Garner was extremely popular, especially in his home state of Texas. FDR needed money to beat Garner in Texas and LBJ offered to introduce him to Herman Brown, the same contractor we talked about before.
After Herman Brown visited the White House and met FDR, a massive government contract just happened to land in Brown’s lap.
The Corpus Christi Naval Air Station, “not emergent” in January, in February was moved abruptly, if quietly, onto the “preferred list” of Navy construction projects with the highest priority. The contract for the air base (which, it was now decided, would be of the “cost-plus” type so profitable to contractors) was not, it was also decided, to be put out for competitive bidding, but was to be awarded on a “negotiated basis.” And the only firm with which serious negotiations were held turned out to be Brown & Root; the firm’s lack of experience in the air base construction, which less than three months before had kept it from getting a contract for a similar base, was no longer mentioned.

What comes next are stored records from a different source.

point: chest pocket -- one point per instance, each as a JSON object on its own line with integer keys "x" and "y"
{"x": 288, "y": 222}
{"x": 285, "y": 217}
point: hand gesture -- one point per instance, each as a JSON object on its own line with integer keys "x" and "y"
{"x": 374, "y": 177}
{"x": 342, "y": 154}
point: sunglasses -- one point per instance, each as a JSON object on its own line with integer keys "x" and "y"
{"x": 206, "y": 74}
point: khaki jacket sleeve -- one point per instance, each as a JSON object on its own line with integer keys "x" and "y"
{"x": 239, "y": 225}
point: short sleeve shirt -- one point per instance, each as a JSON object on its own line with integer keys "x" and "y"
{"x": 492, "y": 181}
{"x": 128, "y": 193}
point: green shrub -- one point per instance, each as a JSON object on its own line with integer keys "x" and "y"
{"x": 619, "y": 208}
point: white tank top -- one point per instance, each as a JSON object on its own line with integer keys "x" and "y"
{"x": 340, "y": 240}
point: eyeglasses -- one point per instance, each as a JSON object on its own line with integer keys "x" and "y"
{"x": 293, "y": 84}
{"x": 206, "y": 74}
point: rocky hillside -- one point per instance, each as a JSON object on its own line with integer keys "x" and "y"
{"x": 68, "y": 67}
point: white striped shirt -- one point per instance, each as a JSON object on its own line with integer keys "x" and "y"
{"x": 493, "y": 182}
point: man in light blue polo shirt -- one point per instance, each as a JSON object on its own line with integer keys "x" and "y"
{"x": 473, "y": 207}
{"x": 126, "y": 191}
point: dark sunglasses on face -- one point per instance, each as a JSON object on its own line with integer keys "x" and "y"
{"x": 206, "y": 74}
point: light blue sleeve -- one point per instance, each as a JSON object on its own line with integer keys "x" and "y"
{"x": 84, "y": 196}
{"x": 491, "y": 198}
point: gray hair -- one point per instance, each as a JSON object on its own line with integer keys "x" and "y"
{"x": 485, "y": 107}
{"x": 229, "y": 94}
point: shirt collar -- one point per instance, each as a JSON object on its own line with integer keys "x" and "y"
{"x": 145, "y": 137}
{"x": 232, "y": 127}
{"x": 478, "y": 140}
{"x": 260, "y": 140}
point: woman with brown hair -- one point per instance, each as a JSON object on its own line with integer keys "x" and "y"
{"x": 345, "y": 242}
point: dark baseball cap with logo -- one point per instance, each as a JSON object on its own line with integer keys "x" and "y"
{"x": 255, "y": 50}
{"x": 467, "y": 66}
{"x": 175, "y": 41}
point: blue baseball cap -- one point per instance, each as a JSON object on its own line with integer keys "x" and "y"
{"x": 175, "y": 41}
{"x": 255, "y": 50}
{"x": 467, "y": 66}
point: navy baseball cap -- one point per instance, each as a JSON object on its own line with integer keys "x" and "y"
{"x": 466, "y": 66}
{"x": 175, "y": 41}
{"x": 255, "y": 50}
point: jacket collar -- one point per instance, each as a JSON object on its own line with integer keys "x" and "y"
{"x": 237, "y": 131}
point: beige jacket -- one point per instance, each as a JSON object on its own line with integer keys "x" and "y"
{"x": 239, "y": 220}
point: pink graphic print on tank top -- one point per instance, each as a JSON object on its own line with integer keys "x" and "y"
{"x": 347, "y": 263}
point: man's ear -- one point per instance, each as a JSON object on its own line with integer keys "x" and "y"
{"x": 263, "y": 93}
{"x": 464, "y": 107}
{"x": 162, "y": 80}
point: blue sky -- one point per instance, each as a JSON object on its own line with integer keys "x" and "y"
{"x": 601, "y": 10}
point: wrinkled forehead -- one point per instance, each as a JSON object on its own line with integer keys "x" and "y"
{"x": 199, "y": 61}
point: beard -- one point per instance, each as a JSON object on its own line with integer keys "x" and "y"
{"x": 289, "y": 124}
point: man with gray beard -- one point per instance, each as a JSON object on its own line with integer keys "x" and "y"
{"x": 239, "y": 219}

The Corpus Christi project ended up being twice as large as any of the other 12 bases being built and was the only one in which funds were made immediately available. The contract went directly to Brown & Root (which netted them millions, an astronomical sum during the Depression) and in return, Brown & Root donated money to help FDR secure his nomination for President. Turns out LBJ wasn’t our only shady President at the time!
Non-citizen voting
Today, there are accusations that the left is trying to let immigrants across the border because they will vote democratic. It turns out that this actually happened regularly in the 1930s in Texas.
Nor were all voters even Mexican citizens; on Election Day the saloons of the Mexican town of Reynosa, across the Rio Grande from Hidalgo, were cleaned out, and truckloads of Mexicans were brought across to vote in Texas …. In Webb County, the small town of Dolores had about 100 American citizens — and in some elections recorded as many as 400 votes.

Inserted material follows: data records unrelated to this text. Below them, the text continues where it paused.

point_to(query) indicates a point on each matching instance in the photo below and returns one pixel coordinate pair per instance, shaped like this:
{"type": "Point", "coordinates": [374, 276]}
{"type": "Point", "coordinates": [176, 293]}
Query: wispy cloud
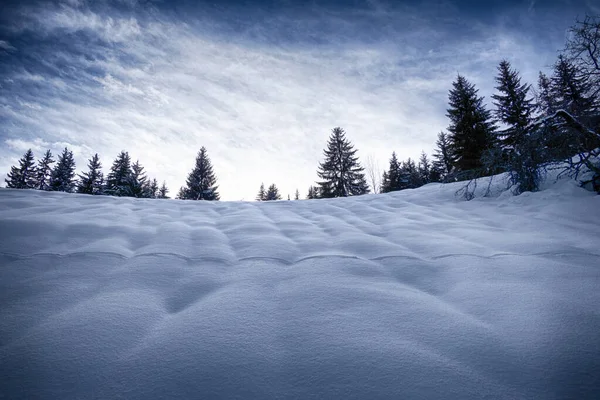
{"type": "Point", "coordinates": [260, 93]}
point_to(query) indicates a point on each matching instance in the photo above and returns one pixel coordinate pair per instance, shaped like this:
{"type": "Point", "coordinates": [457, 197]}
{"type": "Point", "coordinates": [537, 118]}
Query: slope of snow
{"type": "Point", "coordinates": [409, 295]}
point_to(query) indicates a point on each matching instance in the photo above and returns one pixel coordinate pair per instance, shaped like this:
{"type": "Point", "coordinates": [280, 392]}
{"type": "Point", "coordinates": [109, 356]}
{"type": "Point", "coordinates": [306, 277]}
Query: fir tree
{"type": "Point", "coordinates": [442, 155]}
{"type": "Point", "coordinates": [137, 181]}
{"type": "Point", "coordinates": [424, 168]}
{"type": "Point", "coordinates": [23, 176]}
{"type": "Point", "coordinates": [513, 106]}
{"type": "Point", "coordinates": [272, 193]}
{"type": "Point", "coordinates": [44, 171]}
{"type": "Point", "coordinates": [117, 182]}
{"type": "Point", "coordinates": [162, 192]}
{"type": "Point", "coordinates": [63, 174]}
{"type": "Point", "coordinates": [470, 127]}
{"type": "Point", "coordinates": [262, 194]}
{"type": "Point", "coordinates": [341, 172]}
{"type": "Point", "coordinates": [91, 182]}
{"type": "Point", "coordinates": [390, 181]}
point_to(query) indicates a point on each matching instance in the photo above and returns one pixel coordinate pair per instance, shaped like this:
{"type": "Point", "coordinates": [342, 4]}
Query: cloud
{"type": "Point", "coordinates": [261, 92]}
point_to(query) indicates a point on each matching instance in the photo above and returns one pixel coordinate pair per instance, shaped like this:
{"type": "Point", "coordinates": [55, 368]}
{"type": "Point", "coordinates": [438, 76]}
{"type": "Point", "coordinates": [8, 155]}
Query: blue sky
{"type": "Point", "coordinates": [259, 84]}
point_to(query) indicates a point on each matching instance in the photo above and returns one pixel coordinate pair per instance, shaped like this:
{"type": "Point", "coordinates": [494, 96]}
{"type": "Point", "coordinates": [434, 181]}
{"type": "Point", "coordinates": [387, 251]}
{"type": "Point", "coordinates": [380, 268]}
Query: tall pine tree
{"type": "Point", "coordinates": [201, 182]}
{"type": "Point", "coordinates": [341, 173]}
{"type": "Point", "coordinates": [63, 174]}
{"type": "Point", "coordinates": [44, 171]}
{"type": "Point", "coordinates": [471, 129]}
{"type": "Point", "coordinates": [92, 181]}
{"type": "Point", "coordinates": [23, 176]}
{"type": "Point", "coordinates": [117, 181]}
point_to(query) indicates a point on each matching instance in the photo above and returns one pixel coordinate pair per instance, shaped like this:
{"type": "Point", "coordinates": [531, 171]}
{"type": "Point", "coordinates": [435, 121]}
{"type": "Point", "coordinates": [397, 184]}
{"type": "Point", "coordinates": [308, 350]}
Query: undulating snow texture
{"type": "Point", "coordinates": [409, 295]}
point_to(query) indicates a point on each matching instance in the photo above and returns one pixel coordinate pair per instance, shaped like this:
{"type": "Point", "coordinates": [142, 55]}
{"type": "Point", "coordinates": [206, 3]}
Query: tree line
{"type": "Point", "coordinates": [527, 129]}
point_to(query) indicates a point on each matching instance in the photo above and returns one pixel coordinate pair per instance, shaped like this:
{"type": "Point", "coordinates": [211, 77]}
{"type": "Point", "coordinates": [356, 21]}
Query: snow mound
{"type": "Point", "coordinates": [409, 295]}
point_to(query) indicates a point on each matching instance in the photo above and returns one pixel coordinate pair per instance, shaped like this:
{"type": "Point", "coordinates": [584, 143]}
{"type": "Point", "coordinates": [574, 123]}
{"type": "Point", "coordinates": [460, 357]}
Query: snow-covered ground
{"type": "Point", "coordinates": [410, 295]}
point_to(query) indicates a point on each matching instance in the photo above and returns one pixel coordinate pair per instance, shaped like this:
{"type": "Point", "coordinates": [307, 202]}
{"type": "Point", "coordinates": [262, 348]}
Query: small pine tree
{"type": "Point", "coordinates": [44, 171]}
{"type": "Point", "coordinates": [117, 182]}
{"type": "Point", "coordinates": [63, 174]}
{"type": "Point", "coordinates": [390, 182]}
{"type": "Point", "coordinates": [341, 172]}
{"type": "Point", "coordinates": [137, 181]}
{"type": "Point", "coordinates": [262, 194]}
{"type": "Point", "coordinates": [272, 193]}
{"type": "Point", "coordinates": [23, 176]}
{"type": "Point", "coordinates": [201, 182]}
{"type": "Point", "coordinates": [471, 129]}
{"type": "Point", "coordinates": [91, 182]}
{"type": "Point", "coordinates": [162, 192]}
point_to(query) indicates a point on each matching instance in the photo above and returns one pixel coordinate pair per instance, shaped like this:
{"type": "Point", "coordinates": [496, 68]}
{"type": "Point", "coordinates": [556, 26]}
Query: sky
{"type": "Point", "coordinates": [259, 84]}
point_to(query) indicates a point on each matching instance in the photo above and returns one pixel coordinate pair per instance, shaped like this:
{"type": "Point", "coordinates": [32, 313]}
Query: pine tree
{"type": "Point", "coordinates": [443, 156]}
{"type": "Point", "coordinates": [272, 193]}
{"type": "Point", "coordinates": [262, 194]}
{"type": "Point", "coordinates": [153, 189]}
{"type": "Point", "coordinates": [63, 174]}
{"type": "Point", "coordinates": [424, 168]}
{"type": "Point", "coordinates": [137, 181]}
{"type": "Point", "coordinates": [513, 106]}
{"type": "Point", "coordinates": [341, 172]}
{"type": "Point", "coordinates": [23, 176]}
{"type": "Point", "coordinates": [201, 182]}
{"type": "Point", "coordinates": [470, 127]}
{"type": "Point", "coordinates": [162, 192]}
{"type": "Point", "coordinates": [313, 193]}
{"type": "Point", "coordinates": [91, 182]}
{"type": "Point", "coordinates": [117, 182]}
{"type": "Point", "coordinates": [390, 181]}
{"type": "Point", "coordinates": [44, 171]}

According to Caro, there was literally a systematic, documented effort to bring non-citizens across the border to vote in elections in the 1930s.
Extramarital affairs
Our last President was caught on camera bragging about being able to grab women wherever and whenever. Here is LBJ doing the same.
Displaying the same coarseness that, at college, had led him to exhibit his penis and call it “Jumbo,” he would show no reticence whatever about the most intimate details of extramarital relationships. His descriptions of his amours were not only exhibitionistic but boastful; particularly with cronies, he would seem almost to need to make other men acknowledge his sexual prowess. There was, seemingly, no aspect of an afternoon in bed — not even the most intimate details of a partner’s anatomy — that he did not consider grist for his vivid storytelling ability.
TL;DR
We should absolutely strive for better politicians and less corruption (and I am not condoning the behavior of our current politicians) but I must say, it was actually somewhat comforting seeing that the system was just as messed up before — probably even more so! — and that the country still survived.
Anyway, happy Election Season everyone. Hopefully this will be my last (and only) post on politics.
The other being Harry Truman.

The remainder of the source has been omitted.